You can extend ungrounded circuits if the extension and receptacle meet these requirements

* (C) Nongrounding Receptacle Replacement or Branch​ Circuit Extensions.​*​​​​The equipment grounding conductor​
of a grounding-type receptacle or a branch-circuit extension​ shall be permitted to be connected to any of the following:​ (1) Any accessible point on the grounding electrode system​ as described in 250.50​ (2) Any accessible point on the grounding electrode conductor​ (3) The equipment grounding terminal bar within the enclosure​ where the branch circuit for the receptacle or​ branch circuit originates​ (4) For grounded systems, the grounded service conductor​ within the service equipment enclosure​ (5) For ungrounded systems, the grounding terminal bar​ within the service equipment enclosure​ Informational Note: See 406.4(D) for the use of a groundfault​ circuit-interrupting type of receptacle.


----------



## AllanJ

deleted all;gsfgsfdh,mvcm


----------



## AllanJ

The remains of an old (ungrounded) branch circuit may be tied into a new branch circuit after its portion continuing upstream to the panel had been decommissioned.

An old branch circuit may be upgraded piecemeal in any sequence, but 3 prong receptacles may not be substituted beyond where new up to date upstream wiring from the panel reaches except according to the paragraphs of code above.

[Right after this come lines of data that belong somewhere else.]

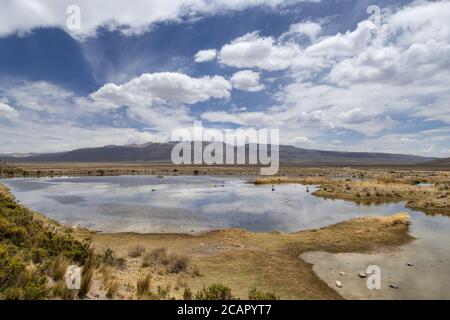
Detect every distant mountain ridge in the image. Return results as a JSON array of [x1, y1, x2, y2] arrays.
[[424, 158, 450, 168], [0, 142, 436, 165]]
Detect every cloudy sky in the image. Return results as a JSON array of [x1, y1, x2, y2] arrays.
[[0, 0, 450, 157]]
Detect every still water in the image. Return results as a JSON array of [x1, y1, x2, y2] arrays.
[[3, 176, 436, 233], [2, 176, 450, 299]]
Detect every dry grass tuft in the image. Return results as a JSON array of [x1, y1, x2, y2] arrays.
[[377, 212, 410, 226]]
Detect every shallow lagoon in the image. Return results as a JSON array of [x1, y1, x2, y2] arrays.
[[2, 176, 450, 299]]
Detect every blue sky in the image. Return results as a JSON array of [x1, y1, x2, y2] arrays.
[[0, 0, 450, 157]]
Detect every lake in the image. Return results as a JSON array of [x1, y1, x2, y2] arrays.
[[2, 176, 450, 298]]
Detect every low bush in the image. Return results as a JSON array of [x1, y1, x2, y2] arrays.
[[195, 283, 235, 300], [248, 288, 280, 300], [128, 245, 145, 258]]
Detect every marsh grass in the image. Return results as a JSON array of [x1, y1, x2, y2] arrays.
[[128, 245, 145, 258], [136, 274, 152, 298]]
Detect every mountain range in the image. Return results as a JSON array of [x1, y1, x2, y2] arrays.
[[0, 142, 440, 166]]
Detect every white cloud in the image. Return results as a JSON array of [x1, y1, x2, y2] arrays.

No extensions may be made to the remains of an old ungrounded portion even if ground fault circuit interrupter protection or retrofitted separately run equipment grounding conductors were installed.

The presence of a wired-in old subcircuit on an otherwise new or upgraded branch circuit does not impose additional restrictions on construction of or additions to the new wiring except as pertaining to overall expected load on the entire circuit.


----------



## Stubbie

Allowed installation by the NEC, gfci is not allowed last I read the code to extend the circuit. It is allowed for existing circuits but not extensions to the best of my knowledge.


----------



## csab_

Thanks! You guys don't disagree. Stubbie explained how it is possible to replace a receptacle on an ungrounded circuit with a grounded one. You agree that the ungrounded piece may not be extended. And AllanJ gave me the positive answer I was looking for!

To make it more clear: (1) the circuit goes from the panel to a box (2) from that box to the lights (3) from the same box to some receptacles.

I will replace (1) and (3) with grounded NM cable, bring it up to code, and install an additional grounded receptacle on piece (3). I will leave (2) alone, and I will not extend that part either.


----------